Mudanças climáticas são apresentadas como batalha pela sobrevivência na COP27

Líderes reunidos para COP27 em Sharm el-Sheij, Egito

Por Valerie Volcovici e William James e Simon Jessop

SHARM EL-SHEIKH, Egito (Reuters) - Líderes mundiais e diplomatas apresentaram a luta contra o aquecimento global como uma batalha pela sobrevivência humana durante os discursos de abertura na cúpula do clima, a COP27, no Egito na segunda-feira, com o chefe da Organização das Nações Unidas declarando que a falta de progresso até agora faz com que o mundo acelere em uma “Estrada para o inferno".

As mensagens duras, ecoadas pelos líderes das nações africanas, europeias e do Oriente Médio, estabeleceram um tom urgente quando os governos iniciaram duas semanas de negociações na cidade litorânea de Sharm el-Sheikh para descobrir como evitar o pior das mudanças climáticas.

“A humanidade tem uma escolha: cooperar ou perecer”, disse o secretário-geral da ONU, Antonio Guterres, aos delegados, instando-os a acelerar a transição dos combustíveis fósseis e acelerar o financiamento para países mais pobres que lutam contra os impactos climáticos que já aconteceram.

Apesar de décadas de negociações climáticas até agora, os países não conseguiram reduzir as emissões globais de gases de efeito estufa, e suas promessas de fazê-lo no futuro são insuficientes para impedir que o clima se aqueça a um nível que os cientistas dizem ser catastrófico.

A guerra terrestre na Europa, a deterioração dos laços diplomáticos entre os principais emissores do planeta, Estados Unidos e China, a inflação desenfreada e o fornecimento de energia apertado ameaçam distrair os países mais distantes do combate às mudanças climáticas, disse Guterres, o que ameaça inviabilizar a transição para energia limpa.

"As emissões de gases de efeito estufa continuam crescendo. As temperaturas globais continuam subindo.
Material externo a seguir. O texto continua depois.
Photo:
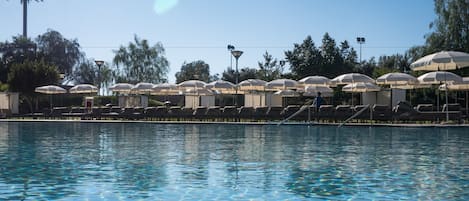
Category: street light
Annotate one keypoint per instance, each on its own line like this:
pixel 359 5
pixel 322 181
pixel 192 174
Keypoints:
pixel 360 40
pixel 236 54
pixel 99 63
pixel 231 48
E nosso planeta está se aproximando rapidamente de pontos de inflexão que tornarão o caos climático irreversível", disse ele. "Estamos em uma estrada para o inferno climático com o pé no acelerador."

O ex-vice-presidente dos EUA Al Gore, também discursou no evento, e disse que os líderes globais têm um problema de credibilidade quando se trata de mudanças climáticas, e criticou a busca contínua de recursos de gás na África pelos países desenvolvidos, que ele descreveu como "colonialismo de combustíveis fósseis".

"Todos nós temos um problema de credibilidade: estamos conversando e começando a agir, mas não estamos fazendo o suficiente", disse Gore.

O presidente francês Emmanuel Macron disse que, embora o mundo esteja distraído por uma confluência de crises globais, é importante não sacrificar os compromissos nacionais para combater as mudanças climáticas.

"Não sacrificaremos nossos compromissos com o clima devido à ameaça russa, em termos de energia", disse Macron, "portanto, todos os países devem continuar cumprindo todos os seus compromissos".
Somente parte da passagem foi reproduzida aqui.